God is very careful when he makes his promises because he plans to keep them. He promises very plainly and repeatedly so that his people know where and on what to put their hope. In Genesis 12, God promised Abraham a child, a nation, and land. He’s specific about the promises, and he repeats them to Abraham several times. Why? There are many reasons, but primarily so Abraham could remember the promise and who did the promising. It was God who would bring the child, establish the nation, and bring Abraham’s descendants into the promised land. While Abraham may not understand all the ramifications or details, he knows exactly what God has promised him. It would be impossible to have faith in God if we didn’t know who God was, what God promised, or what God expected. Thankfully, God is very careful to show us those things plainly and repeatedly.
God keeps his promises.
Abraham lived his life based on his trust that God would do what he said. When God called Abraham to go to a new home, he trusted and obeyed. He believed there was a place God was giving to him. Throughout the Bible, God keeps his promises. The Lord gave Abraham a child, brought Israel into the promised land, and established a nation with laws and priests to guide them. Joshua 21.45 even says, “Not one word of all the good promises that the Lord had made to the house of Israel had failed; all came to pass.” When God says he’s going to do something, God delivers. We have faith in God because God has proven himself worthy of our trust. From Genesis through Revelation, the Lord proves he fulfills his promises. God may not work in the time frame or way we expected, but God always works toward and precisely fulfills what he promised.
God expects effort.
The balance of faith and works does not exclude human effort. That should be obvious in the word “works”. When God brought Abraham to the promised land in Genesis 13, he says in verse 17, “Arise, walk through the length and breadth of the land, for I will give it to you.” This is strikingly similar to the promise God later gives to Israel in Deuteronomy 11.24 and Joshua 1.3: “Every place that the sole of your foot will tread upon I have given to you, just as I promised to Moses.” God was going to give the promised land to Israel, but they had to walk on it to get it. Did walking on the ground earn the land? Of course not! However, Israel had to keep that part of the promise. God only gave them the land they walked on. Nothing extra, nothing less. If they believed God, then they would walk everywhere the Lord told them to.

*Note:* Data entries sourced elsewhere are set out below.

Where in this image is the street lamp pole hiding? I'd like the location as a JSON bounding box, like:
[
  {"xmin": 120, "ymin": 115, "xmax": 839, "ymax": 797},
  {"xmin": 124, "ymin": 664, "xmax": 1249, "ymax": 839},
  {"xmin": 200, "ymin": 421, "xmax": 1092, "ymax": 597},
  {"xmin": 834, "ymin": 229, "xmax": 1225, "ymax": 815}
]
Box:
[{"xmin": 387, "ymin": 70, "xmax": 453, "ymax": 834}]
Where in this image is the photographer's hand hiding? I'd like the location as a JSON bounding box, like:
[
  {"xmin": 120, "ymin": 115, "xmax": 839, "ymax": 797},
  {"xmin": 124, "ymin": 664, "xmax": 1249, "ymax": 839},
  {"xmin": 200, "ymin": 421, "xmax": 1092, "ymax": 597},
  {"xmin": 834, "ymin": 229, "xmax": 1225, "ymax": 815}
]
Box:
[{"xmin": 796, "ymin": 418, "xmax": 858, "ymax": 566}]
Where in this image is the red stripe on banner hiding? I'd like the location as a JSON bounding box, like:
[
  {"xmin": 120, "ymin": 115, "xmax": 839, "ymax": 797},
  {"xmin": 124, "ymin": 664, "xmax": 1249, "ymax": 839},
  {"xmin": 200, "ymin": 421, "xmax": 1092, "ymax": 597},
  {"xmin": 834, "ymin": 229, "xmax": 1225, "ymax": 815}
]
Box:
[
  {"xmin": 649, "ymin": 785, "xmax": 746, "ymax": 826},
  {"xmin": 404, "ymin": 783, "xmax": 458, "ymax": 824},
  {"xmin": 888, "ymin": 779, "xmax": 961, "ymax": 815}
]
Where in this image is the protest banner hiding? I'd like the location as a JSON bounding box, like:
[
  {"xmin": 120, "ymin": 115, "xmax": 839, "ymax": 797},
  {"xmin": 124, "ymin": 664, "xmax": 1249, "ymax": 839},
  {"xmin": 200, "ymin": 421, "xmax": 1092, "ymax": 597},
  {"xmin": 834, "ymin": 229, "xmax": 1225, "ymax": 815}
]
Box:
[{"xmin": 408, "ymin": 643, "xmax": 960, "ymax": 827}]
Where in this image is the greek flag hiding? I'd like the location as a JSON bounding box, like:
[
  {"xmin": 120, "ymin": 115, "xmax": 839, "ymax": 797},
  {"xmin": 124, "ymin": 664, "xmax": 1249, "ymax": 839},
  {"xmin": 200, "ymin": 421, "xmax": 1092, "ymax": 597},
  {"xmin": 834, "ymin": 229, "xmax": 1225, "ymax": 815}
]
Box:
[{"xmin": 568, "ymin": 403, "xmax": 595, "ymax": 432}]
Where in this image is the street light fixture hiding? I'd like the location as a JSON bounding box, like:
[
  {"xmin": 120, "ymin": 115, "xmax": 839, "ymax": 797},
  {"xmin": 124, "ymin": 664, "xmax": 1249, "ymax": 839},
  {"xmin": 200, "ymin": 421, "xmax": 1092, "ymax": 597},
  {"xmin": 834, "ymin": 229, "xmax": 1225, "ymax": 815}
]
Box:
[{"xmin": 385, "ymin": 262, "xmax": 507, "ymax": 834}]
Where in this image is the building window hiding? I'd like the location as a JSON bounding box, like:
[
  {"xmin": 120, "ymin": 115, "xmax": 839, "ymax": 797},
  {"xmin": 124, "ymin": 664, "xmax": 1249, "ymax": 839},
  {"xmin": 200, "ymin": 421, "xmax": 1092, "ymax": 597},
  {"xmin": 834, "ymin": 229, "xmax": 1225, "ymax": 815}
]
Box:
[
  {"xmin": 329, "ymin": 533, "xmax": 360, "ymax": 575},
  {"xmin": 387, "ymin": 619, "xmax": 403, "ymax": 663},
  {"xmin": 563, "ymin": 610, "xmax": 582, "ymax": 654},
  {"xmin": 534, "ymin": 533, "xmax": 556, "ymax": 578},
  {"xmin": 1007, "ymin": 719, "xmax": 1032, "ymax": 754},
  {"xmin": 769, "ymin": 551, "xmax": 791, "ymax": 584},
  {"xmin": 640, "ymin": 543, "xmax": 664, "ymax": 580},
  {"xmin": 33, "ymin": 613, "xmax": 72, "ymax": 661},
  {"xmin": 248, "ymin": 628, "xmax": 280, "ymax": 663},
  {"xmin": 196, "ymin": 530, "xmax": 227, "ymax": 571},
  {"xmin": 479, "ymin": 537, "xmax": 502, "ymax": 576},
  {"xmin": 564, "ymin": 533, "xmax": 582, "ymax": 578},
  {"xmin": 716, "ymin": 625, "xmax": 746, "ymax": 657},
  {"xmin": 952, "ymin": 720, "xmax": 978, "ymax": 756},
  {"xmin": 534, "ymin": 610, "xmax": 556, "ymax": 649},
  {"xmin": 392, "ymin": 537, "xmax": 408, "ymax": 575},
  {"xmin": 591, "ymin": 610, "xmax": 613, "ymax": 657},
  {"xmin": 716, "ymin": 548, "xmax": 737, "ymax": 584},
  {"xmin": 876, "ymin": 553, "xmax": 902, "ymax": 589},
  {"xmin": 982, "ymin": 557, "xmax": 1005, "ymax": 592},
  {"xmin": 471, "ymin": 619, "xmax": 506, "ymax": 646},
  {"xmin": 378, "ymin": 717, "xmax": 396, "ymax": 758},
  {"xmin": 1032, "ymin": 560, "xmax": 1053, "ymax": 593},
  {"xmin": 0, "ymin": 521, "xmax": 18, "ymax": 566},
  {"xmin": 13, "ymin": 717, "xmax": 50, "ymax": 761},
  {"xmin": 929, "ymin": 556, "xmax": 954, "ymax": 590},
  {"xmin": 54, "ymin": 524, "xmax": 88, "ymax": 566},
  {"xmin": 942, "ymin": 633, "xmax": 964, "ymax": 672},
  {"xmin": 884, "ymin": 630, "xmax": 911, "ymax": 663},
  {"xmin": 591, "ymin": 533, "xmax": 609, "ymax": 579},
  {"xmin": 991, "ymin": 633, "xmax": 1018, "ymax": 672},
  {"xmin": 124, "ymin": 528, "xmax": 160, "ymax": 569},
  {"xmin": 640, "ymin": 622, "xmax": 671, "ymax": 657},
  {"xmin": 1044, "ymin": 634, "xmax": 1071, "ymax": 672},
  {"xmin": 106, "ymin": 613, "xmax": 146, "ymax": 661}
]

Faith and works unite and blessings.
When you look at maps of ancient Israel, they don’t match the borders of the land God promised. Why is that? God was true to his word; Israel only received a small portion of the Promised Land because they didn’t walk all over it. Their willingness to work corresponded directly to the blessings they received by promise. The more fully they trusted God and worked, the greater the blessing they received. Again, walking on the land didn’t earn it; every inch of dirt was a gift from the Lord. However, they were given nothing if they didn’t work faithfully. Rather than a battle between faith and works, the Scriptures show us that faith and works unite together to bring us into the fullness of God’s blessings.
Working and Walking in Faith
Ultimately, all the promises of God find their fulfillment in Jesus. Eternal life is the greatest blessing that God offers to us; we get to be with God forever. Just like the Israelites, God expects action on our part to receive that promise. If we sit idly by, we will miss out on the great blessings God offers through Christ. However, if we are faithful, then we will begin taking steps in our walk with Christ. The more we walk, the greater the blessings we receive. We aren’t earning our blessings any more than Israel earned the Promised Land, but if we don’t walk, we shouldn’t expect to receive anything from God.